= Jane Montgomery Campbell =

English musician and poet (1817–1878)

Jane Montgomery Campbell (1817 – 15 November 1878) was a British musician and poet.

==Biography==
She was born in Paddington, the daughter of A. Montgomery Campbell (perpetual curate of St James's Church, Paddington, London; rector of Little Steeping, Lincolnshire; and a scion of the Campbells of Askomel). After her early years in London, where she taught singing in her father’s parish school in Paddington, she moved to Bovey Tracey near Newton Abbot, and remained there until her death from a tragic carriage accident on Dartmoor.
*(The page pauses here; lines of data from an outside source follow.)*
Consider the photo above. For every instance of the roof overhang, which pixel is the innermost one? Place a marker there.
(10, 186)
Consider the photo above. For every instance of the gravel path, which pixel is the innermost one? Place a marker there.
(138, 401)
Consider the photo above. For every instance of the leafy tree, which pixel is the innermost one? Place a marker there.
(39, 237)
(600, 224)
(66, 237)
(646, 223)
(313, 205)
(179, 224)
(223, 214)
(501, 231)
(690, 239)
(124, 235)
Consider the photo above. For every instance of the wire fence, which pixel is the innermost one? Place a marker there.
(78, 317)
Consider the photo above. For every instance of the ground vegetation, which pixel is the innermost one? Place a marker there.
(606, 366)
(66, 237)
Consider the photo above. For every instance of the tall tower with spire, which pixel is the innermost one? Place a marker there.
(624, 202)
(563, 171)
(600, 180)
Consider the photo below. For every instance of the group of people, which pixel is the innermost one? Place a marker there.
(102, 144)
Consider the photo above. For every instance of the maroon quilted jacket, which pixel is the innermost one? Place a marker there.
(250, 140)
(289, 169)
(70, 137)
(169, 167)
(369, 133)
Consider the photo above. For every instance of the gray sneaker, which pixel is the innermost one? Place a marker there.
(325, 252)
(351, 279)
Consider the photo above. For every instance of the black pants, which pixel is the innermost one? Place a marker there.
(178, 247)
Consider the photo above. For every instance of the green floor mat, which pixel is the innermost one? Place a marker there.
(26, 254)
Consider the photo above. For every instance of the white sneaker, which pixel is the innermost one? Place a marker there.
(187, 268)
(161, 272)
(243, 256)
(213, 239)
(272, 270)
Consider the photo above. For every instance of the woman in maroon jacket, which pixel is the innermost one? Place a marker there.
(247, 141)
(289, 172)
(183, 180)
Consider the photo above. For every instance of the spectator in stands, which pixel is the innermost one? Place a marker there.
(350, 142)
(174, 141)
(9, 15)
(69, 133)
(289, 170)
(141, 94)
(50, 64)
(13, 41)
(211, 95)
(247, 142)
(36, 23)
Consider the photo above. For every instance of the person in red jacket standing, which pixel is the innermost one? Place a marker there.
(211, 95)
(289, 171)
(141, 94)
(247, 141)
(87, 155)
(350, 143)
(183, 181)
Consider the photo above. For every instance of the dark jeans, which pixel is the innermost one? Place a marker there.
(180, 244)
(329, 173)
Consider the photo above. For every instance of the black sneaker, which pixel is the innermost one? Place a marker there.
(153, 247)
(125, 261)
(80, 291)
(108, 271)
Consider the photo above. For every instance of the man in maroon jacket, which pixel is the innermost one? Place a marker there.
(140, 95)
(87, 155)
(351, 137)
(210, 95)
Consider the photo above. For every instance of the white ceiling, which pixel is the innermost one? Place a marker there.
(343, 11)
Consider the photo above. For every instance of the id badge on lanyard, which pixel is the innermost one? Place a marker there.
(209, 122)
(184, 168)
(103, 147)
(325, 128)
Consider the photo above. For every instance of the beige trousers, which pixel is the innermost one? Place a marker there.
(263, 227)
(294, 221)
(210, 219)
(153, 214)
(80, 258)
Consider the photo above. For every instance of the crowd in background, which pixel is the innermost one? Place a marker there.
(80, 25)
As well as a musical enthusiast, she was a gifted linguist and German scholar. She published A Handbook for Singers, which contained musical exercises based on her teaching experience. Through Charles Bere, rector of Uplowman, Tiverton, Devon, her translations of German hymns appeared in his book: A Garland of Songs in 1862, and later in his Children's Chorale Book (1869). One of her translations contained the text written by Matthias Claudius: Wir pflügen und wir streuen, which became a classic as the quintessential harvest hymn: We Plough the Fields and Scatter. She did not make a strict translation from the original German but ensured retention of the hymn's original focus of giving thanks to God for the harvest. The melody was composed by Johann Abraham Peter Schulz. She also made an early translation of Silent Night.